In view of this important problem, the goal of the research in our lab is two-fold: (a) to develop a theoretical understanding of how the nervous system learns to produce coordinated movement, and how this is altered in neurological conditions like stroke, and (b) to integrate theoretical understanding with technology (like virtual reality and robotics) to facilitate the development of novel rehabilitation strategies.

Virtual environments to study motor learning

A key challenge to studying motor learning and coordination in the real-world (say learning a tennis serve) is that it often takes too long to learn and there are too many confounding variables in the environment which have an influence on how the movements are performed. Our approach to addressing this challenge is to use virtual environments where we can both precisely control the environment and also quantify how exactly movements change with training using tools such as 3D motion analysis. For example, participants in our experiments learn to play “virtual games” – e.g., a shuffleboard task where they have to learn to slide a virtual puck as close as possible towards a target. However, because the tasks are virtual, we as experimenters can control which movement patterns will result in good performance on the task. As we alter these parameters during the experiment, we can see participants go through the process of reorganizing and reshaping their coordination patterns to get better at the task. This allows us to study a process in the matter of a few hours in a perfectly controlled environment which would probably take months or years in the real world. 
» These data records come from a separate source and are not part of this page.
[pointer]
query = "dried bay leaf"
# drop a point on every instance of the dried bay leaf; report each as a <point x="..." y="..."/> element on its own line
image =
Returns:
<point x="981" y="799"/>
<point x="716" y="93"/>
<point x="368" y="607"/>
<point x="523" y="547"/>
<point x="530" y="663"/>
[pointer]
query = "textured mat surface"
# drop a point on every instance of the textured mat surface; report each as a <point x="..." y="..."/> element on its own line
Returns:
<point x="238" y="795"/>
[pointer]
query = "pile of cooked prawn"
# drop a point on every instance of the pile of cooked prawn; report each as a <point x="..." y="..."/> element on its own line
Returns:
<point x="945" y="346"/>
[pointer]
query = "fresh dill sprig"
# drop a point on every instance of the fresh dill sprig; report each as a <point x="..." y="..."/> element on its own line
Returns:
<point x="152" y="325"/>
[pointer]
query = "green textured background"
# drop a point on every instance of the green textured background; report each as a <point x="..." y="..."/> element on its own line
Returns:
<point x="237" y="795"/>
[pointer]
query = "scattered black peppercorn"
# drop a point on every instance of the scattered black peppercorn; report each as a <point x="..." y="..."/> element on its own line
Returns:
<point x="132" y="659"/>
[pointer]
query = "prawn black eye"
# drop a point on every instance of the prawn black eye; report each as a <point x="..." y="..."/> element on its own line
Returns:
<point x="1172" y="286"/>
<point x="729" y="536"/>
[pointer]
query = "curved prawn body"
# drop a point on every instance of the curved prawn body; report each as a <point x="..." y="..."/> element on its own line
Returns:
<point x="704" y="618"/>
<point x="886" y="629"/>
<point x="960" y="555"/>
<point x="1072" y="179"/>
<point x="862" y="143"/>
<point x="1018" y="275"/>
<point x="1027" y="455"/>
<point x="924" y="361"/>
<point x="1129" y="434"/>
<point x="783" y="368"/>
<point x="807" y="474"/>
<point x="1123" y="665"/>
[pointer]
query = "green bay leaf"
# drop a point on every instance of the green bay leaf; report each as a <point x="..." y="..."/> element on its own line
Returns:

Virtual reality and robotics to enhance motor learning

In addition to measuring these changes with practice, we also use tools such as virtual reality and robotics to alter the visual and physical environments during these experiments. For example, imagine a person has had a stroke and is having difficulty making a smooth reaching movement towards a target. We can use virtual reality to alter how he perceives the movement of his arm (e.g., make it look smoother than the actual movement), or use a robot to actually apply forces to his arm and assist the movement. Given that many of these tools are becoming more powerful and ubiquitous, understanding how these tools should be employed to enhance motor learning is a critical step in developing novel rehabilitation strategies.

In order to acquire data, a lot of experiments had to be run and the data collected from these experiments were very large. Dr. Ranganathan says that HPCC has really helped in terms of providing a substantial amount of storage space that can easily be linked to other projects and other faculty.